Once Upon a Time… in Hollywood

Once Upon a Time… in Hollywood ★★★½

Once Upon a Time in Hollywood is probably one of the most anticipated films of this year by most cinephiles. Yet, here I stand not being nearly as impressed as everyone else seem to be. Look, I don't hate this film, and I'm not trying to do some hot take here. I was entertained by Quentin Tarantino's ninth film, but I was also underwhelmed by it. I should also mention that this review will have minor spoilers.

This film has one big strength that I highly appreciate. Leonardo DiCaprio's Rick Dalton is the best and most engaging role DiCaprio has ever played. Not only does he get to show his vast acting range here, he does it with aplomb. He's so damn great here that I wish this film had been solely about him and his rise and fall in Hollywood. I would have loved to actually see footage of those faux-Italian westerns he starred in. The production design is also top-notch, with every set, poster, vehicle, costume and even dog food cans all feeling appropriate for the time period. Combine this with a great 60's soundtrack and Robert Richardson's solid cinematography, and you have a film that oozes an awesome atmosphere. At times, it even reminded me positively of Jackie Brown in terms of being more of a "hangout" film rather than a witty action/gangster film, and I wish I could have appreciated this more than I do after watching this film.

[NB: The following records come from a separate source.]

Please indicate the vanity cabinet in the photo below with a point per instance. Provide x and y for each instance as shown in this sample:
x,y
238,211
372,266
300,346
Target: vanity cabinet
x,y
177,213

Where the film fails to impress me is with its scatterbrained focus and paper-thin story. Yeah, after my most recent retrospective on Tarantino earlier this year, I do admit that Tarantino will always be style over substance, even though there are instances where they blend together wonderfully. I mean, Pulp Fiction still held up for me, despite it also being scatterbrained and having minimal focus on narrative. But, what Pulp Fiction has, which Once Upon a Time in Hollywood lacks is a vibrant world with amazing characters that are all fleshed out. Once Upon a Time in Hollywood only has Rick Dalton; I couldn't care less about the other characters. Sharon Tate is nothing but a glorified symbol of New Hollywood which fell flat to me, because Margot Robbie doesn't have much to work with. If Sharon Tate is going to be a symbol of the joy of the 60's, make her more interesting by actually making a character out of her, Quentin! Cliff Booth is too bland for my liking, and he only became interesting towards the end. And no, he didn't need that Bruce Lee scene to establish his badassery; I thought it would have been more effective to give him kind of a word-of-mouth mythology which would build up his eventual heroics at the climax. The film also spent way too much time at the Spahn ranch with the Manson family. They were not interesting at any point to me, and I think you could have cut Cliff's visit at the ranch out, without it affecting the story in the slightest.

In conclusion, Once Upon a Time in Hollywood was fun while it lasted, but I also think it should have been much better than it ultimately was. Tarantino might find this very personal to himself, but I wish he would have done more to help immerse his audience into the revised version of history he had created here.